Winter 2022 complete list with abstracts
Tuesday, March 15, 2022: Chengchun Shi (LSE)
- A reinforcement learning framework for dynamic causal effects evaluation in A/B testing
- Discussant: Will Wei Sun (Purdue University)
- Abstract: A/B testing, or online experiment is a standard business strategy to compare a new product with an old one in pharmaceutical, technological, and traditional industries. Major challenges arise in online experiments of two-sided marketplace platforms (e.g., Uber) where there is only one unit that receives a sequence of treatments over time. In those experiments, the treatment at a given time impacts current outcome as well as future outcomes. In this talk, we introduce a reinforcement learning framework for carrying A/B testing in these experiments, while characterizing the long-term treatment effects. Our proposed testing procedure allows for sequential monitoring and online updating. It is generally applicable to a variety of treatment designs in different industries.

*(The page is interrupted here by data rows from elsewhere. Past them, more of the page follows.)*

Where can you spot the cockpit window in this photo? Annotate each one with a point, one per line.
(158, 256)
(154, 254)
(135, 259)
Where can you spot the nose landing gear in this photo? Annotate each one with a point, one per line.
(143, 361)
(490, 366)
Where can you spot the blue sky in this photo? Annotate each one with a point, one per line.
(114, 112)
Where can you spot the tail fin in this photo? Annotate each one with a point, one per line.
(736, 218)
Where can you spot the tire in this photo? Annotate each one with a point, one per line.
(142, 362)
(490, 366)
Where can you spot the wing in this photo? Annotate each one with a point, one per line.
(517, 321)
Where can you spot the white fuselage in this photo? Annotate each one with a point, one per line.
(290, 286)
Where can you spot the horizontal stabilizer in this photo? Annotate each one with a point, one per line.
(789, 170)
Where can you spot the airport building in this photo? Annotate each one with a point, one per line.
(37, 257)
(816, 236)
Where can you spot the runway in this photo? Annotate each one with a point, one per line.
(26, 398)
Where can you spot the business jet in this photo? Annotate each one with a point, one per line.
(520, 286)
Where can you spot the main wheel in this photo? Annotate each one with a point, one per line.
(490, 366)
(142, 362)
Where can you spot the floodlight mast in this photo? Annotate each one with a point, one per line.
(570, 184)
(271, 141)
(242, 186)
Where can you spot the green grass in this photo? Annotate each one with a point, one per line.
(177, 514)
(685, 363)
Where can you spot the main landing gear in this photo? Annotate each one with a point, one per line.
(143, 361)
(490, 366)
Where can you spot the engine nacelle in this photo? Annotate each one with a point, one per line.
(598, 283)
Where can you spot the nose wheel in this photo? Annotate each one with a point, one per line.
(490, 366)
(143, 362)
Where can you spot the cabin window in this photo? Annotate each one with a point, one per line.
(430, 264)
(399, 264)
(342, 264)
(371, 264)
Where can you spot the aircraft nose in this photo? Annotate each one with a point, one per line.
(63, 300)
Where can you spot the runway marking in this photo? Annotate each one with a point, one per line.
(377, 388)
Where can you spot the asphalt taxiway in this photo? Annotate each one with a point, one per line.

In addition, we systematically investigate the theoretical properties of our testing procedure. Finally, we apply our framework to both simulated data and a real-world data example obtained from a ridesharing company to illustrate its advantage over the current practice.
[Video] [Slides] [Discussant slides]Tuesday, March 8, 2022: Yuansi Chen (Duke University)
- Domain adaptation under structural causal models
- Discussant: Biwei Huang (CMU)
- Abstract: Domain adaptation (DA) arises as an important problem in statistical machine learning when the source data used to train a model is different from the target data used to test the model. Recent advances in DA have mainly been application-driven and have largely relied on the idea of a common subspace for source and target data. To understand the empirical successes and failures of DA methods, we propose a theoretical framework via structural causal models that enables analysis and comparison of the prediction performance of DA methods. This framework also allows us to itemize the assumptions needed for the DA methods to have a low target error. Additionally, with insights from our theory, we propose a new DA method called CIRM that outperforms existing DA methods when both the covariates and label distributions are perturbed in the target data. We complement the theoretical analysis with extensive simulations to show the necessity of the devised assumptions. Reproducible synthetic and real data experiments are also provided to illustrate the strengths and weaknesses of DA methods when parts of the assumptions in our theory are violated.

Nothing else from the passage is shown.